Constitutional referendum becomes more realistic
RFE/RL Poland, Belarus and Ukraine Report
PRAGUE - Ukraine's Central Election Commission has registered 218 initiative groups that want to collect signatures in support of a nationwide constitutional referendum, Interfax reported on December 30, 1999. The registration followed the decision of a district court in Kyiv on December 21, 1999, that obliged the commission to register the first initiative group from Zhytomyr. The groups propose referendum questions connected with holding a nationwide vote of no-confidence in the current Parliament, terminating the current Parliament's powers, reducing the number of national deputies, creating a bicameral legislature, lifting deputies immunity, and introducing a rule to adopt the country's Constitution by a nationwide referendum.

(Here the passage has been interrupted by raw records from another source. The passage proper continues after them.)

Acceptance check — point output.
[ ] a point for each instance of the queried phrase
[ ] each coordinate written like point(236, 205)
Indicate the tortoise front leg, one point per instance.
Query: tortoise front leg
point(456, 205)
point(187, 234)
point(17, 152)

According to the current Constitution, a popular initiative to hold a nationwide referendum must be supported by at least 3 million signatures collected in at least two-thirds of Ukraine's regions (at least 100,000 signatures in each of them).
President Leonid Kuchma has voiced the idea of holding a referendum on the dissolution of the current Verkhovna Rada and the creation of a bicameral legislature. Most commentators considered the idea to be a threat in order to create a pro-government majority in the Parliament. Now, however, after the registration of the support groups, the referendum idea may gain a momentum of its own.
More than 50 parliamentary deputies have asked the Supreme Court to cancel the decision registering the initiative group from Zhytomyr as illegal. Parliament Chairman Oleksandr Tkachenko said the referendum cannot be held because Ukraine has no law on referendums. He also told Interfax that the country has no money to hold nationwide plebiscites.